Das Land hat den Studierendenwerken 6,4 Millionen Euro Fördergeld aus dem Sondervermögen "Krisenbewältigung" gezahlt.
Allerdings wird das Geld nur für Erhöhungen gewährt, die ab 2023 erfolgt sind. Das Mensaessen in Aachen kostet schon seit Juni 2022 mehr. Andere Studierendenwerke in NRW, die die Preise erst dieses Jahr angehoben haben, bekommen die Fördermittel.
Auch der im Semesterbeitrag enthaltene Sozialbeitrag ist in Aachen schon vor 2023 erhöht worden, so dass auch der nicht förderfähig ist.
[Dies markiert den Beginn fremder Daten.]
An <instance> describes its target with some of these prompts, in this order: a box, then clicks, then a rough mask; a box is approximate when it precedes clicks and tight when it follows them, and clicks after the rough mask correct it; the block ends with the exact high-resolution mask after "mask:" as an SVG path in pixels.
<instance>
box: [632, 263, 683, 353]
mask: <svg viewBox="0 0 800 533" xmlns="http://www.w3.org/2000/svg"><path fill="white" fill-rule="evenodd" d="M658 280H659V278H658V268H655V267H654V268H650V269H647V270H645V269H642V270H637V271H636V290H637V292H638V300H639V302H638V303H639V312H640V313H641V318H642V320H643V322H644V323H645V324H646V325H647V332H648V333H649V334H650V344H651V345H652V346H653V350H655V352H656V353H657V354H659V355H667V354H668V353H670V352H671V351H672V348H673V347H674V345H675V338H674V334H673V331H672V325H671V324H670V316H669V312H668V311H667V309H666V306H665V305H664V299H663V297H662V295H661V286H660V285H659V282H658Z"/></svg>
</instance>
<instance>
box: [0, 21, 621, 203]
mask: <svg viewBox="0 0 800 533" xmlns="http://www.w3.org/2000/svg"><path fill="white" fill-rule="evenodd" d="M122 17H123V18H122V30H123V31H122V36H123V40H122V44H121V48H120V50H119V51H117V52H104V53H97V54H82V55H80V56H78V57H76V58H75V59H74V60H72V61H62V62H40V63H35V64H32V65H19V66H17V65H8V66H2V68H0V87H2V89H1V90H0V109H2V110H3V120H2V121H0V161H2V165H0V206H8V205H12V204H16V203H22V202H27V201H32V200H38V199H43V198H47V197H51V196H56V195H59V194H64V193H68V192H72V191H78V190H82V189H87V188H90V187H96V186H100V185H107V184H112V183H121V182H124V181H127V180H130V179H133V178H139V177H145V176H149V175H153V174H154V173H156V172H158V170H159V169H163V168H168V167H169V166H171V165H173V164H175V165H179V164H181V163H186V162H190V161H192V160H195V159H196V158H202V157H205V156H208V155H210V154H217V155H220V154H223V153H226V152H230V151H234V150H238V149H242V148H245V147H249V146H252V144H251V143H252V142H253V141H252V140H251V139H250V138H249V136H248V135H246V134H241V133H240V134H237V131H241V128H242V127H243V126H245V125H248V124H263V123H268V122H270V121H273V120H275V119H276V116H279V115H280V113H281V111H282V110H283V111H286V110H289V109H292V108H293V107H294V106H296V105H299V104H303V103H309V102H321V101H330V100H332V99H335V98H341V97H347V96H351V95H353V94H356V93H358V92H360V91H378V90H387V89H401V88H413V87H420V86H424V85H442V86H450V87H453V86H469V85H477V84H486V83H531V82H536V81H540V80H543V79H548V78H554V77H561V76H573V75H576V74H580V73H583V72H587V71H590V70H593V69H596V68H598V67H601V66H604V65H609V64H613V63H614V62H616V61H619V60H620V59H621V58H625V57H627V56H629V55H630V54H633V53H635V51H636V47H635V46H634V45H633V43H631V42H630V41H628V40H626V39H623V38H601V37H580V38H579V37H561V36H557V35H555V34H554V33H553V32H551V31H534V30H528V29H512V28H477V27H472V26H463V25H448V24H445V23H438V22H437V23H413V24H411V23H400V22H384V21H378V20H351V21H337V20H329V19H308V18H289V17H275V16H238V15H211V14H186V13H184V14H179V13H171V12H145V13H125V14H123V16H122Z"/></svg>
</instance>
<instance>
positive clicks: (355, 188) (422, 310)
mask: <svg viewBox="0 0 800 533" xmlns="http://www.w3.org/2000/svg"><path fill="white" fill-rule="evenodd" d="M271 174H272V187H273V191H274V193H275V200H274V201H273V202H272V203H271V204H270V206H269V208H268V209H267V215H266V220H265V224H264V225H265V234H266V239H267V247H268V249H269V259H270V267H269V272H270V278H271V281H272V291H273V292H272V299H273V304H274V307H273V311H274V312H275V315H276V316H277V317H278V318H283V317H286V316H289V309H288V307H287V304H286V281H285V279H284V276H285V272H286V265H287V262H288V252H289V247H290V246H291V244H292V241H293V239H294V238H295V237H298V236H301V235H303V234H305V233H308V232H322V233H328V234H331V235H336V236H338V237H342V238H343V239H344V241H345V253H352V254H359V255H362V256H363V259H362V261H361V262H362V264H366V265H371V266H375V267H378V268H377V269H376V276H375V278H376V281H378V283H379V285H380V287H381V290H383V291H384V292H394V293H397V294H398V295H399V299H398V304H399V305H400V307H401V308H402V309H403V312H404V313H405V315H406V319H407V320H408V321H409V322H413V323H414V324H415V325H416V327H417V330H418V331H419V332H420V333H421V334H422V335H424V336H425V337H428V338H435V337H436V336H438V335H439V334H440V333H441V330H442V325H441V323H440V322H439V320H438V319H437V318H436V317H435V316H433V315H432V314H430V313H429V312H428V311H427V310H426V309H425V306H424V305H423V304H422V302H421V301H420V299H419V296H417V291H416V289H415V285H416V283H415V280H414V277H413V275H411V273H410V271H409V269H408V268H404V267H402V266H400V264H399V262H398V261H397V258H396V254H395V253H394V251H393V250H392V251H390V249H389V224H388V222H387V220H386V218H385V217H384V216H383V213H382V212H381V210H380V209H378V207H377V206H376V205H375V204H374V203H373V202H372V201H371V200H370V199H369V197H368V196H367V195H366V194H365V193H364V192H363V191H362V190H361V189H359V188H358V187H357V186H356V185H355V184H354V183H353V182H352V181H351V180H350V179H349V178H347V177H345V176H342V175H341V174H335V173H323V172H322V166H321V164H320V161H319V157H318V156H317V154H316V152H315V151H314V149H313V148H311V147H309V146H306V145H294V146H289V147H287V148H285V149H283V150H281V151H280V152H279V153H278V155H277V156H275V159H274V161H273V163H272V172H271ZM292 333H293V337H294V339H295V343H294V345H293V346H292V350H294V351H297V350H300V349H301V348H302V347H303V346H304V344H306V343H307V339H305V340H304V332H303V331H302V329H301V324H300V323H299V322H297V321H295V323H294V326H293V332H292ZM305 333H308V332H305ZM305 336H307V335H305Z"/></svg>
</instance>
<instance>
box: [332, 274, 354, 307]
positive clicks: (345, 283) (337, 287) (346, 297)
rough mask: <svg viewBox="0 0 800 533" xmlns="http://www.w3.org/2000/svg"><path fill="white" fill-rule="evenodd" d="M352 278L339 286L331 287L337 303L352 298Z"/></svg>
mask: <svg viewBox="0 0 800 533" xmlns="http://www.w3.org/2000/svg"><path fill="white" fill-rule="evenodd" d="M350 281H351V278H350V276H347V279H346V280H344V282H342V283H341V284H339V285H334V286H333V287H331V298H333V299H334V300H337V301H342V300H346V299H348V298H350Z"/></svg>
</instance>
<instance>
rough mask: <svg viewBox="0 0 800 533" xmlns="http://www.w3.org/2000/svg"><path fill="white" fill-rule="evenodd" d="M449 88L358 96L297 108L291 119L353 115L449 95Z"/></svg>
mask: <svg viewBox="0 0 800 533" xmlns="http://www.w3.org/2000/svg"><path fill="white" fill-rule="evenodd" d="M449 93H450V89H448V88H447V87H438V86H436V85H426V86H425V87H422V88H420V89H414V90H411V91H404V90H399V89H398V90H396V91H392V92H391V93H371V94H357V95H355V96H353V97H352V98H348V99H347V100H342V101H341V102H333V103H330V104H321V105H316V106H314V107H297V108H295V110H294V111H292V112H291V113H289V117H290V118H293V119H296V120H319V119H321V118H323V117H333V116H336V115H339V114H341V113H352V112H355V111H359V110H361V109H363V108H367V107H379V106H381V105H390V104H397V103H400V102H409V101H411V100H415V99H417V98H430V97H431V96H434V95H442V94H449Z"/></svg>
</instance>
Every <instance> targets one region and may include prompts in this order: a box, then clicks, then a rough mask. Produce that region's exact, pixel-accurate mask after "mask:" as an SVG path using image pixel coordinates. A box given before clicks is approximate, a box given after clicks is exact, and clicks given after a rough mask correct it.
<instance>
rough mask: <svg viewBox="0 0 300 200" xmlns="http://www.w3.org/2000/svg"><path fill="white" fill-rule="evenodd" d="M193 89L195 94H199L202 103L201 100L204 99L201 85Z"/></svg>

In der Mitteilung von Kultur- und Wissenschaftsministerin Ina Brandes heißt es aber: "Ein Mensaessen muss für alle Studentinnen und Studenten bezahlbar bleiben.“
Weil das für Studierende in Aachen nicht zu gelten scheine, fordern die ASten vom Land, die Förderrichtlinien zu überarbeiten. So könne man sicherzustellen, dass alle Studierenden gleichermaßen von der Krisenhilfe profitieren können. Die bisherige Regelung erscheine weder gerecht noch stringent und stehe im Widerspruch zu den erklärten Zielen der Ministerin, so die ASten weiter.